Whoa[0] there[1], slow[2] down[3] son! You don't have footnotes for the rest of the common words in that sentence! What is a 'game'? Or 'score'? Or 'rogue' 'like'?

[0] https://en.wiktionary.org/wiki/whoa [1] http://www.merriam-webster.com/dictionary/there [2] http://dictionary.reference.com/browse/slow [3] You get the idea


Assessment testing is not a common phrase. In the recruiting industry it means something very specific and I wanted to make sure it was explicit that I am talking about that type of testing and not just testing for whatever other reasons you might test someone.

Years of programming I guess have made me an explicit cross referencing kind of guy. I find it far worse when your not explicit at times. Misunderstood communication can lead to bad things...



Yep. My creative process: "Need quick & nice fantasy-styled logo" => "Hey, I remember Wales has a dragon on its flag" => "Ooh, and Wiki Commons even has a CC0 SVG! Done."


Funny, I immediately associated it with Team Cymru [1] and apparently they did use the original Welsh Dragon as their logo but changed it to a more modern variant [2].
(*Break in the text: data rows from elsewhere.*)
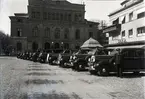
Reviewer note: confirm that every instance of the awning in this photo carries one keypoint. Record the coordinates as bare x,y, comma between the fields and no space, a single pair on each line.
121,47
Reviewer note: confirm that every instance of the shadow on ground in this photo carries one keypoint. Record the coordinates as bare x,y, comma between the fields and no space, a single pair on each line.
51,95
43,81
40,74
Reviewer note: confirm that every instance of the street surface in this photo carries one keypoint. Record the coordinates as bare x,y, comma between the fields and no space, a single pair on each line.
22,79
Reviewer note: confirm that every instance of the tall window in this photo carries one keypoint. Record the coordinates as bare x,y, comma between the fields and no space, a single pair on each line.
123,21
130,33
35,31
19,32
90,34
69,17
123,33
131,16
57,33
19,46
77,34
141,31
48,16
66,33
47,32
141,15
44,15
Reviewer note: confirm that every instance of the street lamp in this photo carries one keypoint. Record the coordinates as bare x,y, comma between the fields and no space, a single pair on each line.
52,44
62,44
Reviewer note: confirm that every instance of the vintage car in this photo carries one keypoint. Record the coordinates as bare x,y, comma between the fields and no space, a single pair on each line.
79,60
63,58
119,61
35,56
43,56
52,59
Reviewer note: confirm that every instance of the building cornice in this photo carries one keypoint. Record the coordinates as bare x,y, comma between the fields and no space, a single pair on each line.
124,8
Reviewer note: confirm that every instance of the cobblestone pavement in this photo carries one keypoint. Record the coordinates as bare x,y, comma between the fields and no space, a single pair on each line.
21,79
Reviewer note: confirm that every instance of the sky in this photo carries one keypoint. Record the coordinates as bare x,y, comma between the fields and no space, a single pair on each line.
95,10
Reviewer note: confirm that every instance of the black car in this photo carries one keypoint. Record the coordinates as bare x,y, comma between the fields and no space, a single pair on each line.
52,59
63,58
79,60
35,56
119,61
43,56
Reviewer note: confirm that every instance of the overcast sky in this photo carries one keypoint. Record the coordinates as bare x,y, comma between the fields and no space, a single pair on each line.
95,9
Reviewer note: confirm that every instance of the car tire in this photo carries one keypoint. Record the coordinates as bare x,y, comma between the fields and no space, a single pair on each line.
136,72
92,72
103,72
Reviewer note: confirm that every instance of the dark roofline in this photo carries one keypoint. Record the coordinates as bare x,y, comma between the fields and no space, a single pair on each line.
125,8
126,44
125,2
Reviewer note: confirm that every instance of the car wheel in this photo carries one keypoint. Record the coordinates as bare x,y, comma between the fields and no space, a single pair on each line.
103,72
92,72
136,72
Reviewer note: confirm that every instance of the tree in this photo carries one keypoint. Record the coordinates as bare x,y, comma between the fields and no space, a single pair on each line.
5,42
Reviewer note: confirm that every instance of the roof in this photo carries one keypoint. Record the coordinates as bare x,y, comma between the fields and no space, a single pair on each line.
91,43
125,1
126,7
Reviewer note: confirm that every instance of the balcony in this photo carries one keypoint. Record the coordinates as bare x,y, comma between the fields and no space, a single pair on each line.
112,28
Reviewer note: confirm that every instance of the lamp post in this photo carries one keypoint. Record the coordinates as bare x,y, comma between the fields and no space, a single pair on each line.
62,45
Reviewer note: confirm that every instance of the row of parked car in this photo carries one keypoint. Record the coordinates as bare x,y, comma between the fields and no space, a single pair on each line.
100,61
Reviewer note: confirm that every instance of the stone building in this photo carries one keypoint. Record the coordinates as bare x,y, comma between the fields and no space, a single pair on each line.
127,24
51,24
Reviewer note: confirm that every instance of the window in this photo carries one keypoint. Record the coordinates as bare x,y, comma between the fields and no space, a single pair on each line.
35,31
69,17
90,34
141,15
33,15
44,15
19,20
123,21
66,34
48,16
19,46
61,16
130,33
116,21
131,16
47,32
90,25
19,32
141,31
57,33
123,33
37,14
77,34
76,17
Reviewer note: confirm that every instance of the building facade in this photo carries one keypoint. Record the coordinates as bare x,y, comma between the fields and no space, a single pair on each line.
51,24
127,24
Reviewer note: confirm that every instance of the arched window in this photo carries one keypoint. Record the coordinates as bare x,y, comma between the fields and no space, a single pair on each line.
56,45
57,33
34,46
47,45
35,31
19,46
77,34
47,32
66,33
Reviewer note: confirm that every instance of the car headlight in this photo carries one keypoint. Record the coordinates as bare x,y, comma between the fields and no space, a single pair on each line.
74,57
89,59
93,59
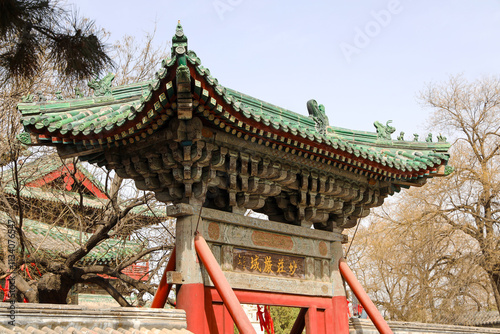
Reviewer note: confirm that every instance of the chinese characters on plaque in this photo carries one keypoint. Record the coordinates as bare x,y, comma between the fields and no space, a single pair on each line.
268,263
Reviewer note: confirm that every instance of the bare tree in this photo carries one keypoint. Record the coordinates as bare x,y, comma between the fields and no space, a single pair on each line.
435,250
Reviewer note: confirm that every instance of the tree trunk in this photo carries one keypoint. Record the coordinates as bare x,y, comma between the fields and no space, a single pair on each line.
495,284
54,288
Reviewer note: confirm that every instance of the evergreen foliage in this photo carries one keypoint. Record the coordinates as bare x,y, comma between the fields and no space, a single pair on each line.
36,31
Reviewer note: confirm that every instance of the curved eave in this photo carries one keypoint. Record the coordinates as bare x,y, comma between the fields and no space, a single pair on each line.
132,119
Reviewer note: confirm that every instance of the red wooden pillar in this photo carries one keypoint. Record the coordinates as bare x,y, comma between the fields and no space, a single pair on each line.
312,320
163,290
340,315
191,298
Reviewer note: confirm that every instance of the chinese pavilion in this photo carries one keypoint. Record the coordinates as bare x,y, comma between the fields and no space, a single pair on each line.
214,153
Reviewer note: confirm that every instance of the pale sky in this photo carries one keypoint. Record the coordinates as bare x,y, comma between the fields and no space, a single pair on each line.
363,60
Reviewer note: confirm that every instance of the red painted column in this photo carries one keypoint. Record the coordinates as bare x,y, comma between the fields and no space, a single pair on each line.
299,324
363,298
329,321
312,321
163,290
222,286
340,315
191,298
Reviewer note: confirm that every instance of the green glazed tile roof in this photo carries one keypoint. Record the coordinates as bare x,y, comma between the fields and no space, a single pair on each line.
131,113
54,240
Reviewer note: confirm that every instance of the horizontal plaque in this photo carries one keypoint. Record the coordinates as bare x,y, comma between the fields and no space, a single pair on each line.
264,263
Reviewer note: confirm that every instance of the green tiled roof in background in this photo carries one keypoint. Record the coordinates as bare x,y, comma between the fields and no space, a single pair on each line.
54,240
44,165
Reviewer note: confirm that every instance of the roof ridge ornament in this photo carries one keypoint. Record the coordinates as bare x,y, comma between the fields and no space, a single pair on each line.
179,41
384,131
318,114
102,87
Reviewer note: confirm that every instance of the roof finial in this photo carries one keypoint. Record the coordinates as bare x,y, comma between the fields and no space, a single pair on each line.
179,41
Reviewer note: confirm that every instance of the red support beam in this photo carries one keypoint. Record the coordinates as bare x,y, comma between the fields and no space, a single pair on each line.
163,290
191,298
278,299
300,322
226,292
363,298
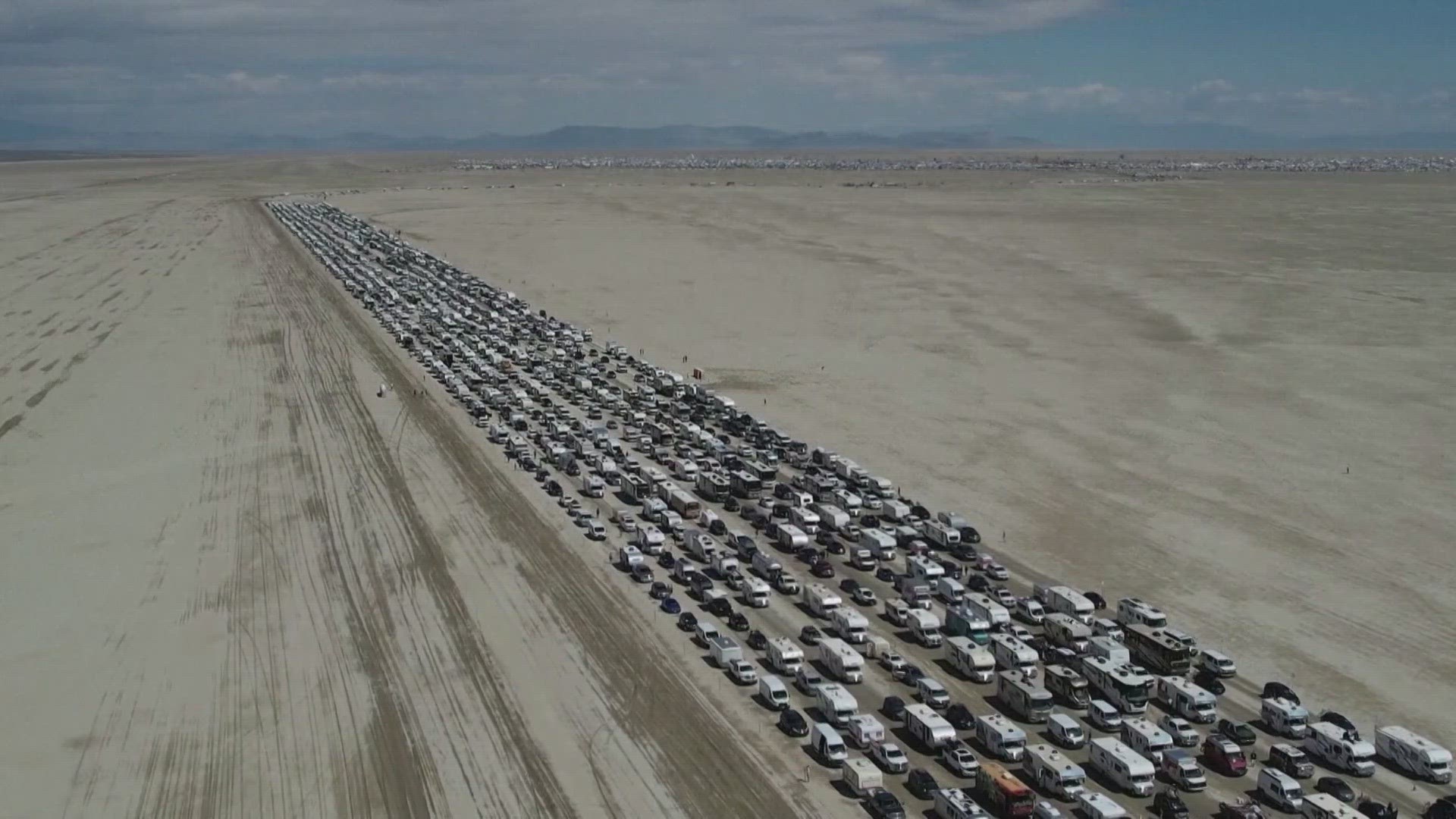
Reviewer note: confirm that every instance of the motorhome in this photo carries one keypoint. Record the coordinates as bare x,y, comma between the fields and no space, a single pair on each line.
1055,771
1285,717
1022,697
1411,752
1331,745
785,656
836,703
1128,770
827,745
1133,611
821,601
851,626
1280,790
1014,654
1144,736
1068,686
984,608
1125,686
1001,738
925,627
1068,632
1066,599
970,659
840,661
1187,700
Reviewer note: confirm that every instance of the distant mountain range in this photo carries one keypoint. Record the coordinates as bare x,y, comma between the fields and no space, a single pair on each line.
1065,134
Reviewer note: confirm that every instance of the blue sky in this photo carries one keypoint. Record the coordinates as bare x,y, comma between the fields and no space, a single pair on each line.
459,67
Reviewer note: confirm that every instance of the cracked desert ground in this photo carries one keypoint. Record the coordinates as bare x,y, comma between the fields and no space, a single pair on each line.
237,583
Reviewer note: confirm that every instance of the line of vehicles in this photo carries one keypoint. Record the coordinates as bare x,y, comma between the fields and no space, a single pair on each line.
617,426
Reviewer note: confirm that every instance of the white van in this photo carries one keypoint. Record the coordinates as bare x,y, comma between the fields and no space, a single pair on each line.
1280,790
827,745
775,694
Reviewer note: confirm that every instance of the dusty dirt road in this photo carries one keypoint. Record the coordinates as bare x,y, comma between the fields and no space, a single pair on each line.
242,585
1152,390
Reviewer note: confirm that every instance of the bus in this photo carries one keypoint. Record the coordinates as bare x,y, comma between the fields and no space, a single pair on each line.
1002,793
1126,687
1027,700
1161,651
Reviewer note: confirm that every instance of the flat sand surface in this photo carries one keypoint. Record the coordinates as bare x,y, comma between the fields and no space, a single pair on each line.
239,583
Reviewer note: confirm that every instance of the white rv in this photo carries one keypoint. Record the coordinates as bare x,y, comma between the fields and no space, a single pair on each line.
836,703
1329,744
842,662
785,656
928,727
970,659
1001,738
1055,771
851,626
1128,770
1187,700
1411,752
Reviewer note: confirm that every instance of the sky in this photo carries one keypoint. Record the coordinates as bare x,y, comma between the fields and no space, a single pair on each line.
463,67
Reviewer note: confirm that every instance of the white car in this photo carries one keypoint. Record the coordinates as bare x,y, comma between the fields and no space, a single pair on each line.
960,761
1180,729
743,672
889,757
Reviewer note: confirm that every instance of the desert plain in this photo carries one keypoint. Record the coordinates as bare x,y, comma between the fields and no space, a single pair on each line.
237,582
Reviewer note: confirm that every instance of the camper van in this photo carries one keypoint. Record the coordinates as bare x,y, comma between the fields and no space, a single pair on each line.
1128,770
1280,790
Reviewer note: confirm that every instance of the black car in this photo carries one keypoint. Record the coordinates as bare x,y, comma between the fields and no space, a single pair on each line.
1241,733
922,783
1279,691
960,716
894,708
1209,682
792,723
884,805
1168,805
1335,787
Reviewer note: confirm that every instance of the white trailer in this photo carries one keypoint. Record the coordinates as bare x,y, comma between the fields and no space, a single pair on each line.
925,627
970,659
1329,744
929,729
785,656
1187,700
1002,738
836,703
982,607
821,601
851,626
842,662
1128,770
1055,771
1014,654
1414,754
861,776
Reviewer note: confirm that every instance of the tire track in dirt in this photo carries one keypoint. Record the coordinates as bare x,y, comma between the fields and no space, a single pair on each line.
588,608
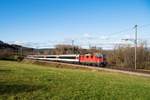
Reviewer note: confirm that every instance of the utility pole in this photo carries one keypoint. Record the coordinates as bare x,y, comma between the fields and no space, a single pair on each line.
135,46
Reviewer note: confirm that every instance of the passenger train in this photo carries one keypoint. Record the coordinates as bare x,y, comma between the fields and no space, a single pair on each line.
87,59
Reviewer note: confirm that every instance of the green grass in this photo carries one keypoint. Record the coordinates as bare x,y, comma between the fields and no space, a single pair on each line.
36,82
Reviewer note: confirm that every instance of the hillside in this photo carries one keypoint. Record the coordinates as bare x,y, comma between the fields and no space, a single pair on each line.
34,82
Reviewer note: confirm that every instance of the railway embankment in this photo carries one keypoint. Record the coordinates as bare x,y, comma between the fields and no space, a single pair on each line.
138,72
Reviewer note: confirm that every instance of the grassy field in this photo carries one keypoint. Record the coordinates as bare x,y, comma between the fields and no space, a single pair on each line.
35,82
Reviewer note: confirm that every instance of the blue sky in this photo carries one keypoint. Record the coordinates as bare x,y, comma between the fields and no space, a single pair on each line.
45,23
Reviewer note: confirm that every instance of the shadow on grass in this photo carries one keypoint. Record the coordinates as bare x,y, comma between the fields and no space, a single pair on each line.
5,70
8,89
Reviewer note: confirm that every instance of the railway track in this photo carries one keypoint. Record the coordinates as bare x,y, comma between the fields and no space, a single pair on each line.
132,72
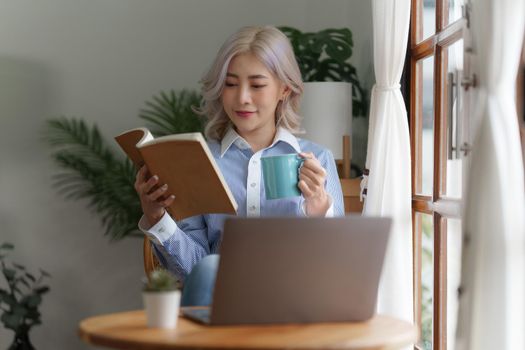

[1]: https://www.team-cymru.org/about-us.html [2]: https://www.google.com/search?tbm=isch&q=team+cymru+logo


This is pretty nice, well done!

One suggestion: it would be nice if you somehow integrated the fix for each bug into the game somehow. At the very least, in the congratulations screen, you could show a version of the code updated to fix the concurrency bug.

In other words, this helps you learn what not to do, but not so much on what you should do.


Hey! This was built at HackCambridge (and it won first prize)! Great to see it here - it's such a cool project.


Pretty funny that one of the judges said that this would definitely be on the front page of HN soon


Wow, how cool is that! Congrats to the authors :)

Btw, I bet Edward Lee¹ would like this game.

¹ http://www.eecs.berkeley.edu/Pubs/TechRpts/2006/EECS-2006-1....


What language is this in? Never really tried anything like this before, but just went through the entire game and beat it. Seems like you have to trick the threads in the correct sequence in order to introduce deadlocks, but what is the overall context of the game? (It was fun, but I didn't know what I was doing half the time; I just tried to get the threads to hit the critical code functions)


>Seems like you have to trick the threads in the correct sequence in order to introduce deadlocks

This manually "trickery" you are introducing is you intentionally replicating potential control flows that can (and will) happen in real life. You should come out of this game with a new/renewed paranoia about multithreaded programming and how seemingly safe code may not necessarily be so.


Took me about an hour to beat it, I'm still fairly new to concurrent programming so this was pretty great for showing me the pitfalls you can come across.


I think I may learn some C# just so I can play this game.


I've only done the first few levels but it might as well be pseudo-code. I haven't hit anything language specific yet.


Thanks. I'll give it a try after work then.


quite the fun game EDIT: can't figure the last one out, but was fun :D


1. Move Thread 0 to end.

2. do a few iterations through thread 1 (e.g. n=5)

3. step darkness++ concurrently (via expand), so that darkness=1

4. step thread 0 to Monitor.Wait(sanctum)

5. the rest is straightforward.


Whoa! Spoiler alert!

;)


This is really gonna help me study for my OS midterm tomorrow- thanks!